In my opinion, we are facing a human capital crisis in the accounting profession. However, the problem is not with the young people who are entering the profession. They are actually very smart. There are these very advanced and sophisticated technologies that are really putting the lie to what used to be big problems. They can be solved, but you’ve got to be creative. And you need to master some of these new technologies.

For instance, let’s think about the classic problem of finding a needle in a haystack. Pretty difficult, isn’t it? And yet, some of our young professionals might suggest that we wave an industrial grade magnet over the stack, and the needle will simply jump up.

To me, the need for being creative is fulfilled by having a diversity of experience, curiosity, and the ability to learn continuously. These are the kind of people we’re looking for, and the profession should be able to attract them.
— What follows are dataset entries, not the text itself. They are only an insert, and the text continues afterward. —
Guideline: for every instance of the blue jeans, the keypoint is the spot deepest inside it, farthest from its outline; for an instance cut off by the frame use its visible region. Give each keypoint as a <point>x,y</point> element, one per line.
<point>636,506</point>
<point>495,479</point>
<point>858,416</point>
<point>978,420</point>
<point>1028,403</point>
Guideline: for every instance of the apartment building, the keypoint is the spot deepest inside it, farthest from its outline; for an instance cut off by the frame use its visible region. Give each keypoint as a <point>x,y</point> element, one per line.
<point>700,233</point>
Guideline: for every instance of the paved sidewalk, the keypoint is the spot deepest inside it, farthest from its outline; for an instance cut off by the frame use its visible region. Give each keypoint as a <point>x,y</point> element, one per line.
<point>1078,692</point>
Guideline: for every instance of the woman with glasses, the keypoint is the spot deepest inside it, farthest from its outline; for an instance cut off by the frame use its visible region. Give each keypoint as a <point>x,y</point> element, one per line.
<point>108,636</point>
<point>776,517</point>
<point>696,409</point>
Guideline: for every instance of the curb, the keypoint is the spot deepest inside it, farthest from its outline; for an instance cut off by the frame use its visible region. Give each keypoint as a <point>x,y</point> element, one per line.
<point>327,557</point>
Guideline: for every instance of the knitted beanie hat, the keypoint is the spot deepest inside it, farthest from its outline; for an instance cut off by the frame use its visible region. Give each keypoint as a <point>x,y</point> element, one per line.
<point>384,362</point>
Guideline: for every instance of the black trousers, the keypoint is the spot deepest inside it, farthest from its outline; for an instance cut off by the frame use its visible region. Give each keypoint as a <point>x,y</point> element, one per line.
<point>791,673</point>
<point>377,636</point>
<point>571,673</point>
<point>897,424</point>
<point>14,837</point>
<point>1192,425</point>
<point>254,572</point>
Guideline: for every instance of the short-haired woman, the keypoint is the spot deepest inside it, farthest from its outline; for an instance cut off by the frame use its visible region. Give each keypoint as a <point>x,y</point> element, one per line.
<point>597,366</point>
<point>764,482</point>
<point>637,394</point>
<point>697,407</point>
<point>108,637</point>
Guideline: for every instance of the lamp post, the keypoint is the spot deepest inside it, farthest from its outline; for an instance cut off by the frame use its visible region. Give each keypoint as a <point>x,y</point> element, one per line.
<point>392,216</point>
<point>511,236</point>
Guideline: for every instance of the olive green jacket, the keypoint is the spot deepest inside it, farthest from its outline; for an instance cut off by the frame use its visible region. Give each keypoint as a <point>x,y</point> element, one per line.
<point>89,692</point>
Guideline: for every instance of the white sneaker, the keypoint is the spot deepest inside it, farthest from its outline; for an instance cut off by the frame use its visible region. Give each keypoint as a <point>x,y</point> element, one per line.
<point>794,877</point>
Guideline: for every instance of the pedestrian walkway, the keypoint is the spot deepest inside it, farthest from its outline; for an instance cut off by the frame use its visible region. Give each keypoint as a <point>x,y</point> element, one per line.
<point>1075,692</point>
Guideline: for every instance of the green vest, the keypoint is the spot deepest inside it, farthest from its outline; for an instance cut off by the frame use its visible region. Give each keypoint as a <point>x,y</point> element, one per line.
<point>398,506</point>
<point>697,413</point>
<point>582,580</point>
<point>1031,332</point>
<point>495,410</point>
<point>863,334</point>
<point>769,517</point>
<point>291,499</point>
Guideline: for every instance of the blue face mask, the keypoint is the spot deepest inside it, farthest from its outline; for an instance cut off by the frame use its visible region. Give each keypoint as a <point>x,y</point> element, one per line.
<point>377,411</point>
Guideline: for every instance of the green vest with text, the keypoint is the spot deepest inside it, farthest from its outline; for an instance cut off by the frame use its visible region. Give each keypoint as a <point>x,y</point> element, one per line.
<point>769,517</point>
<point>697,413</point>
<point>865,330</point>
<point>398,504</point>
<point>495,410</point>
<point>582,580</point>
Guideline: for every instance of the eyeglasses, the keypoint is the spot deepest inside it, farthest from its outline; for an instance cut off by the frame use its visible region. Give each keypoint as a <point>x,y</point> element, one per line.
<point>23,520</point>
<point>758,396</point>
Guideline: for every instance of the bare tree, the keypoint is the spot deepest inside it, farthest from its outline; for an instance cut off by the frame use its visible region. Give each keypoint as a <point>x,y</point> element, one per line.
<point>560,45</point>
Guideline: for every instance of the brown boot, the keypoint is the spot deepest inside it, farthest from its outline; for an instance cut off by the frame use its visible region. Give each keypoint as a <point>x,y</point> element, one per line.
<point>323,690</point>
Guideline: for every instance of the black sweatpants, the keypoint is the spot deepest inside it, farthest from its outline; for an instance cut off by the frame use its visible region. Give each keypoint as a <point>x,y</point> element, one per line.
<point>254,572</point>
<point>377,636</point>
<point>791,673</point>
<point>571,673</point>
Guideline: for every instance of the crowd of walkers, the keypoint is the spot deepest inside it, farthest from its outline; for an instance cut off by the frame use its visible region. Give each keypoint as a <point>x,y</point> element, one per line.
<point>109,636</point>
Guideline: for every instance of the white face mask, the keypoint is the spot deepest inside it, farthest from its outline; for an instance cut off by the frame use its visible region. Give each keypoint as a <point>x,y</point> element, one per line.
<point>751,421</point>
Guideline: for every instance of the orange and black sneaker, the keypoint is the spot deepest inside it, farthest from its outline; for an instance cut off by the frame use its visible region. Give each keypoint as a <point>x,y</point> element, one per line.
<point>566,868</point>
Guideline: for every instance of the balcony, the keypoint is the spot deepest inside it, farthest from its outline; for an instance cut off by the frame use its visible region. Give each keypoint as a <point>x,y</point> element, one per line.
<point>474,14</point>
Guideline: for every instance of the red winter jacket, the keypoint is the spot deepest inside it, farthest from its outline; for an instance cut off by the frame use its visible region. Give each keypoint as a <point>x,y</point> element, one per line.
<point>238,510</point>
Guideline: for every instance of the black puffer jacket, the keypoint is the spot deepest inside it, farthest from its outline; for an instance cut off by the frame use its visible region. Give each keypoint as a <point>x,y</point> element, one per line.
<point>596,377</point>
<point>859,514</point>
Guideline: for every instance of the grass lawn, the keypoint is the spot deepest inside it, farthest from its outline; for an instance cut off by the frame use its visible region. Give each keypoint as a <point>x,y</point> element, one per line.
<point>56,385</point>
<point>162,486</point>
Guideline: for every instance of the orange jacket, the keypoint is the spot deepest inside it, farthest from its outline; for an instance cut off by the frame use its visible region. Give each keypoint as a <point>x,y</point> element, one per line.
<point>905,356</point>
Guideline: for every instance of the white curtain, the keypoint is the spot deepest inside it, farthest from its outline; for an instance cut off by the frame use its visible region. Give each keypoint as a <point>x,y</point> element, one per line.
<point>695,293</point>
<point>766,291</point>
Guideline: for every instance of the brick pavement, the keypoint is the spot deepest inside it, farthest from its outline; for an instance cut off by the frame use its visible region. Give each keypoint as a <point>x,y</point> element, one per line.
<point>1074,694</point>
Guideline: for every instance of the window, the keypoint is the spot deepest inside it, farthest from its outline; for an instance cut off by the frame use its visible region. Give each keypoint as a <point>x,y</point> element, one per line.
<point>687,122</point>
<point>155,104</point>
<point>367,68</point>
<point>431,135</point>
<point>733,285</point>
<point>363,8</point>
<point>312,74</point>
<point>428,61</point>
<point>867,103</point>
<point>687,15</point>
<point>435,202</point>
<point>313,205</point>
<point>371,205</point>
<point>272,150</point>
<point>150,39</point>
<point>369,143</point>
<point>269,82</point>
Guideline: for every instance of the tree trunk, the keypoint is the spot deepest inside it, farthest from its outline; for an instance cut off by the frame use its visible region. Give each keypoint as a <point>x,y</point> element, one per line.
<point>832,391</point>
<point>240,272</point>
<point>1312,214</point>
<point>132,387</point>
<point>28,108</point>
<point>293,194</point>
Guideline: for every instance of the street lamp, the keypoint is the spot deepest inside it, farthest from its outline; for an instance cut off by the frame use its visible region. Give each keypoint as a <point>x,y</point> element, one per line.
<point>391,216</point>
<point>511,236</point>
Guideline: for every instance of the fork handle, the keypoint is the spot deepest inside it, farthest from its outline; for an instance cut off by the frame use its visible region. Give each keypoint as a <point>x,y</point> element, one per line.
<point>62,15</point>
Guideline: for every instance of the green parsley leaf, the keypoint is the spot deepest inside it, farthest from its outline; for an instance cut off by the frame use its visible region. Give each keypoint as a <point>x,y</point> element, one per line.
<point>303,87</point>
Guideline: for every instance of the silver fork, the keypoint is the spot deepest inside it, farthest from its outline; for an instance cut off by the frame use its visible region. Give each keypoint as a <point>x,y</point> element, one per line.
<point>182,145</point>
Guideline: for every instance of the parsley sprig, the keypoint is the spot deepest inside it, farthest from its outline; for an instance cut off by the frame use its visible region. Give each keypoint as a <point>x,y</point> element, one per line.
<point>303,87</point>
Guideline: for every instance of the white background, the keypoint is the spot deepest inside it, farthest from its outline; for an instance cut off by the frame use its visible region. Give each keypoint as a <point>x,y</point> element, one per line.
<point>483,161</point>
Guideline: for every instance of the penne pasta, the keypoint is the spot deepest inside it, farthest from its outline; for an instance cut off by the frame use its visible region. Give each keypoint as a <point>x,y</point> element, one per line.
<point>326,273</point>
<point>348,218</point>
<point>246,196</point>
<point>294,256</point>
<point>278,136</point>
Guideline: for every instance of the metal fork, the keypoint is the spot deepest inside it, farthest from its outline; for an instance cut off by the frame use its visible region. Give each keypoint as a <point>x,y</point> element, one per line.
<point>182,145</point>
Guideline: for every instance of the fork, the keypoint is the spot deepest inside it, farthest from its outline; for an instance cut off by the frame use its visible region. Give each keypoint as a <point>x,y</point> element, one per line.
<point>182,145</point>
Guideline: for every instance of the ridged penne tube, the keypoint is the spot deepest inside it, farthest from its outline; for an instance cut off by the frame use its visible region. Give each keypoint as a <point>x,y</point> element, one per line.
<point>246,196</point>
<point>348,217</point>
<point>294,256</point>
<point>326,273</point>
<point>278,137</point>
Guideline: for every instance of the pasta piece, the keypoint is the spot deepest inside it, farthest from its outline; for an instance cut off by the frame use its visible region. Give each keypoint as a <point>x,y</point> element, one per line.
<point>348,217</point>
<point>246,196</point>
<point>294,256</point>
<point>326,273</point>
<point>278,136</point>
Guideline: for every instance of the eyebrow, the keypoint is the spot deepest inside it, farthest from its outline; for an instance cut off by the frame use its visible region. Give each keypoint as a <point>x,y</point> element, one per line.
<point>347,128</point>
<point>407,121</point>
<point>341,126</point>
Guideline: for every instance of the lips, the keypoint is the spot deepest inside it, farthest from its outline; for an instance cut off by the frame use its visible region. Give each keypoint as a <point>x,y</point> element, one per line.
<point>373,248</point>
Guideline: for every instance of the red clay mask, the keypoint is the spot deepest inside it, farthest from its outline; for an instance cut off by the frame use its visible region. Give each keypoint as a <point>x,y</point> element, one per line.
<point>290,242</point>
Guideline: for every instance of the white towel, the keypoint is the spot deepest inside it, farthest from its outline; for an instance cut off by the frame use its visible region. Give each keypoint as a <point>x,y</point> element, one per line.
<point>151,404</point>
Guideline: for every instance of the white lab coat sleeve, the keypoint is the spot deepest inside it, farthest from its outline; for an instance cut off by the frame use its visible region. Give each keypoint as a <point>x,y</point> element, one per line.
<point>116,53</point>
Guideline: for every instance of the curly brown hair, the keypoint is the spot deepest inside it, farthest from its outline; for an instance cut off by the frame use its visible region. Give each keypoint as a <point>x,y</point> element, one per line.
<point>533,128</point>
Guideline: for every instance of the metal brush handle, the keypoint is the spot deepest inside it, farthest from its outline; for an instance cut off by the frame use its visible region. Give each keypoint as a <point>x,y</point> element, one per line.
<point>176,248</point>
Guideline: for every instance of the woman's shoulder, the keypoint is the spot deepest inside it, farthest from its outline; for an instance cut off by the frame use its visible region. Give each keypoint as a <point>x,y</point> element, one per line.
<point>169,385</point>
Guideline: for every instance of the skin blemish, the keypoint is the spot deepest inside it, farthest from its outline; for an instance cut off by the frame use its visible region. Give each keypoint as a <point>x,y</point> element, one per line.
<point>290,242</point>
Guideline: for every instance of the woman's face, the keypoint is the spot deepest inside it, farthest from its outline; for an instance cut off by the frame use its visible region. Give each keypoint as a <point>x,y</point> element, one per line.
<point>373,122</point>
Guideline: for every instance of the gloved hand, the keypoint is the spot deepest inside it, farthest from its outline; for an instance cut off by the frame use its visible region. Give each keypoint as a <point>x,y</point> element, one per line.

The worst type of auditor we could have in today’s world is the gullible auditor. We want the skeptical auditors who will not accept answers at face value. They’re always going to dig deeper. We want to attract these kinds of insatiably curious kids into our profession.

I think it’s going to require a different skill set, a different kind of ability among young people. I’m not sure we want the types of students who did really well only in accounting, as in the olden days.

Are we, as a profession, up to this challenge?

We started by talking about the past, the present, and the future. And that progression, to me, gives us the opportunity to use hindsight to get insight, which hopefully will allow us to get foresight.

Sigmund Koch, a very famous and distinguished professor of psychology at New York University, in 1985 observed that the mark of maturity of a profession is its ability to do soul-searching. And so the fact that we are doing this kind of [discussion] is itself evidence that this is a profession that has that capacity, that is willing to look at itself critically. The profession is a prestigious one with a glorious history. You cannot have true accountability without proper accounting, so I have tremendous hope for the future.